2. Yes, the language can be a bit wooden -- but it gets easier as you read and you'll come to appreciate the richness of the language.
3. The translator's footnotes are helpful and worth reading, especially the footnotes on differences between the Latin and French versions. Calvin was aware that those reading his French version may not have had as much of rigorous theological training as a Latin reader, and so he'll add or reformulate statements and comparisons to be more understandable to a lay person.

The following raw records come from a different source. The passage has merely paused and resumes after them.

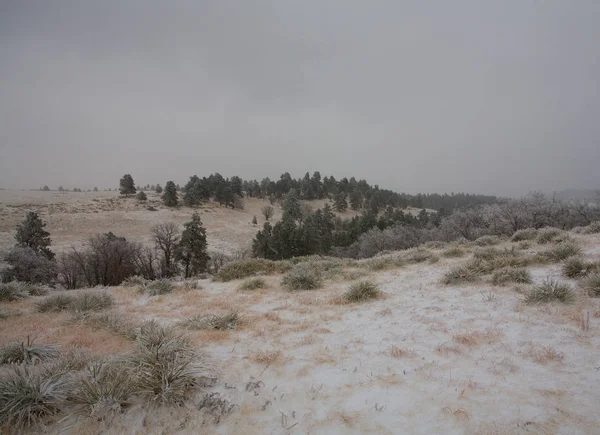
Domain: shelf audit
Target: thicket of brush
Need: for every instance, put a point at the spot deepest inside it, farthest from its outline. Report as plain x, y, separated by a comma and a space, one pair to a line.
254, 266
91, 300
162, 369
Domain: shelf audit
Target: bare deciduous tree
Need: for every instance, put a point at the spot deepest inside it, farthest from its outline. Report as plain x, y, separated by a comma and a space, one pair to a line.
268, 212
166, 237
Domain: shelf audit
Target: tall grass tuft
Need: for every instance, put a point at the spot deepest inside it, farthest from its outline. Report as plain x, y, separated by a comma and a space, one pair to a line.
362, 291
253, 284
550, 291
28, 396
215, 322
28, 352
302, 277
507, 275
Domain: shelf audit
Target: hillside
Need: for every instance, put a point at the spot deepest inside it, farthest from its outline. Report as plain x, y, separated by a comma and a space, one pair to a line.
425, 357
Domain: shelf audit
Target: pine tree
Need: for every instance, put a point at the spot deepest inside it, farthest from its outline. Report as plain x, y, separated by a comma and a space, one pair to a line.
31, 234
126, 185
169, 196
339, 202
291, 206
355, 200
192, 247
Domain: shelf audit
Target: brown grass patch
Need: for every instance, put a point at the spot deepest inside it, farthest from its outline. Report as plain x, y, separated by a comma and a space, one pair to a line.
304, 371
322, 331
400, 352
544, 354
475, 338
323, 356
307, 340
266, 356
446, 349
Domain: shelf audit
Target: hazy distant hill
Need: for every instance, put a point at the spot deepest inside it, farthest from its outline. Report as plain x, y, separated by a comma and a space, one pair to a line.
578, 194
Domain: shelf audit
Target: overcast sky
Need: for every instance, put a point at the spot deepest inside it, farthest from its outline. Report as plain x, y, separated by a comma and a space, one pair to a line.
417, 96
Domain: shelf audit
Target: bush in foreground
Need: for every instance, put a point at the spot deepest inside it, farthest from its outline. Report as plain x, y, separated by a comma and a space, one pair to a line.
362, 291
507, 275
550, 291
29, 395
106, 388
163, 365
302, 277
573, 267
160, 287
12, 291
526, 234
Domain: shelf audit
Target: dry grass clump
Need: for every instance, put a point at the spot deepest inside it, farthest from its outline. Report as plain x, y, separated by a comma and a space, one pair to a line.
362, 291
254, 266
487, 241
111, 322
302, 277
475, 338
159, 287
253, 284
420, 255
27, 352
163, 366
507, 275
526, 234
544, 354
93, 300
134, 281
573, 267
592, 284
28, 396
400, 352
383, 262
214, 322
459, 274
551, 235
593, 228
351, 275
266, 356
453, 252
105, 388
550, 291
12, 291
561, 252
576, 267
434, 244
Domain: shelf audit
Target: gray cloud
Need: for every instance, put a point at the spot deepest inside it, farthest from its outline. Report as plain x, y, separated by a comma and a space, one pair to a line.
492, 97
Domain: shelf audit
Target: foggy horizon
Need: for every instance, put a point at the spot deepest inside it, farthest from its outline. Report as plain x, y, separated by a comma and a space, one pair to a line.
467, 97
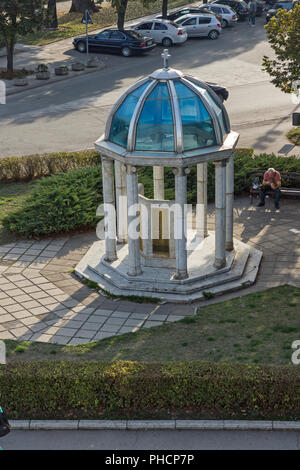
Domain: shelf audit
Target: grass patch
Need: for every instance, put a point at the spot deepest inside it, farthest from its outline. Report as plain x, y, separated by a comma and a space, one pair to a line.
258, 336
69, 24
12, 197
294, 135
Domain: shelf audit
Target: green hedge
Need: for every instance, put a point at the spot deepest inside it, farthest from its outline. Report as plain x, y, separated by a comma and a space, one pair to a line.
68, 201
60, 203
50, 389
14, 169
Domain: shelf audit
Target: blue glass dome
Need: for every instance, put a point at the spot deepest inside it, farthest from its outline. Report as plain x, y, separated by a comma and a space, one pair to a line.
168, 112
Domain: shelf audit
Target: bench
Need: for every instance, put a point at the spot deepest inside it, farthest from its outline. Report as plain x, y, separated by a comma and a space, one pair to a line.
288, 192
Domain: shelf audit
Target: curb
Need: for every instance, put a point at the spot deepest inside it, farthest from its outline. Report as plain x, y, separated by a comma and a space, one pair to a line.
147, 425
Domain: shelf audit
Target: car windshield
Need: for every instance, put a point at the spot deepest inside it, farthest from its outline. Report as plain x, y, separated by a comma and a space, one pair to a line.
134, 34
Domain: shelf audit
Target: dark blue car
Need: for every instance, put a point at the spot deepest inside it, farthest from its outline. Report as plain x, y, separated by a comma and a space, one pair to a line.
127, 42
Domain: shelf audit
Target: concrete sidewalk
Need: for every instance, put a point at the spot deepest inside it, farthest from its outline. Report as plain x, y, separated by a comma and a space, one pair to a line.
42, 301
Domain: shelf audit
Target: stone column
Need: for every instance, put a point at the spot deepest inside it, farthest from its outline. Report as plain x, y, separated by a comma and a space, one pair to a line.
220, 226
180, 222
229, 202
134, 256
159, 182
121, 201
201, 210
109, 209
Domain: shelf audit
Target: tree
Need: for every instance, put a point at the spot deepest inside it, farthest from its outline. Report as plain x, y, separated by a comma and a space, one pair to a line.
79, 6
52, 14
284, 37
19, 17
120, 6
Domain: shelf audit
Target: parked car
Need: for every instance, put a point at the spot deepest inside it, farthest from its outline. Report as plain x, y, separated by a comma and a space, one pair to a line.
200, 25
189, 11
220, 91
282, 5
239, 6
260, 7
228, 16
127, 42
163, 32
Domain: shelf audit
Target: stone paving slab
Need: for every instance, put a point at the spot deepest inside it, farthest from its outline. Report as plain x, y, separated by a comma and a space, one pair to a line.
36, 304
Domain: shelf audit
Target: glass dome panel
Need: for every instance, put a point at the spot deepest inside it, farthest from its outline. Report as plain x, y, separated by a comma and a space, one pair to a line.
121, 120
155, 128
218, 110
197, 126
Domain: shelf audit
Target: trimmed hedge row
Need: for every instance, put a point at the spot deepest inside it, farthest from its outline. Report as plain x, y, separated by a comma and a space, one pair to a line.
60, 203
14, 169
53, 389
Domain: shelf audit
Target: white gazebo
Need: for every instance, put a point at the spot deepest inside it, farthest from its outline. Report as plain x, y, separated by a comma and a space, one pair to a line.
157, 247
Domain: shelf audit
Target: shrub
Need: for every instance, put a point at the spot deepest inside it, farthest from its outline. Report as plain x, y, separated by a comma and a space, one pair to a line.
55, 390
61, 203
35, 166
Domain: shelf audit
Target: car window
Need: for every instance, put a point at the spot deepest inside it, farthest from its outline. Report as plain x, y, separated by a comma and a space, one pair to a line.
134, 34
204, 20
117, 35
103, 35
145, 25
216, 9
160, 26
189, 22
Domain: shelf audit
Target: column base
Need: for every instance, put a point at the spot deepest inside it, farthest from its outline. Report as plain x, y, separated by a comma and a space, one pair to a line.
218, 264
135, 274
229, 246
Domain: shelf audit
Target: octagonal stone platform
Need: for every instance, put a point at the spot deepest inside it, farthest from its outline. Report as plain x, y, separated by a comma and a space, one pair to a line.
241, 269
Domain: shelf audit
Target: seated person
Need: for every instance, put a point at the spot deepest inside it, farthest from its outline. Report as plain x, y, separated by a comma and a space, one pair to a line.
271, 182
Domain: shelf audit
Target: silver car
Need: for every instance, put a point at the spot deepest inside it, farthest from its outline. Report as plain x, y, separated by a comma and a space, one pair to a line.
163, 32
228, 16
199, 25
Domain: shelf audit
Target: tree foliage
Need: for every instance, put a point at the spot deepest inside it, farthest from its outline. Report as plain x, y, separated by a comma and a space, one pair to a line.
284, 37
19, 17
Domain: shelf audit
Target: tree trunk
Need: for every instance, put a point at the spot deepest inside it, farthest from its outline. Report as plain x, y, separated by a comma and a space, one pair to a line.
10, 46
52, 14
121, 15
164, 10
79, 6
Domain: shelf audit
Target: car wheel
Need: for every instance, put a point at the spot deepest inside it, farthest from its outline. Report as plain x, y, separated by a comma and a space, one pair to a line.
126, 51
81, 46
167, 42
213, 34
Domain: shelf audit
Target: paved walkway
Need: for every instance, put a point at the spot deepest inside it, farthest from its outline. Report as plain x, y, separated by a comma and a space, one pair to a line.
41, 300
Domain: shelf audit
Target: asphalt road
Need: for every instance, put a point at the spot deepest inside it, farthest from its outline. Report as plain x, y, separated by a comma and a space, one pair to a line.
151, 440
71, 115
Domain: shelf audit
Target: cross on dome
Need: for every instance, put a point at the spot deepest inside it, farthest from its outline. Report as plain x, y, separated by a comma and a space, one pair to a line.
165, 56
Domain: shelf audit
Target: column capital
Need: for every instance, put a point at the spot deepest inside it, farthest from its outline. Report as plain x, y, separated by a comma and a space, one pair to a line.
131, 169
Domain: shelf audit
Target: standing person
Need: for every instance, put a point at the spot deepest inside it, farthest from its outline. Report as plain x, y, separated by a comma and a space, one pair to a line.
271, 181
252, 7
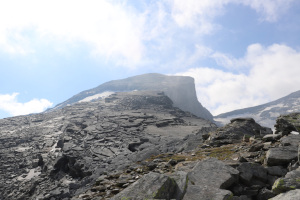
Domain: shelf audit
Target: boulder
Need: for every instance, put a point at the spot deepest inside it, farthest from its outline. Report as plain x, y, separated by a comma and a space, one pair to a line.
252, 174
217, 174
209, 179
290, 140
235, 131
271, 137
293, 194
291, 181
150, 186
281, 155
196, 192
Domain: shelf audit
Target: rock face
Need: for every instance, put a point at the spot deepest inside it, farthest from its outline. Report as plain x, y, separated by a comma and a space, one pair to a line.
62, 153
265, 114
238, 129
136, 145
180, 89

Being able to read this work is being able to sit at the feet and learn from one of the most spiritually gifted teachers in Christianity. It has already been an immense help in my faith by correcting incorrect thinking and will be a book I read and re-read for decades to come.
I checked 4 stars for the content. This Kindle version was not very serviceable. Amazon has apparently recognized this and is stopping further sales until it is fixed by the publisher.
Calvin isn't cold; he's actually passionately devout.
He isn't forbidding; he's far easier to read than you might think. Anyone with average intelligence can make their way through this book (and it will be worth it to do so).
He isn't nasty; he was a very holy man and his love for God and the church comes through on every page of this book.
I love Luther and used to think that he was the greatest theologian. I enjoy his explosive personality, wit, and sarcasm. Reading him is like reading a brilliant friend who can always be counted on to say something memorable, insightful, and profound. But I now think that Calvin was greater than Luther. While Calvin lacked Luther's very vigorous personality, Calvin's cool head and even temperament produced an intellectual tour de force with this book. Nothing written in the last three hundred years can come close to this book. Really, if you only read this one book of theology, you would need no other. It says it all.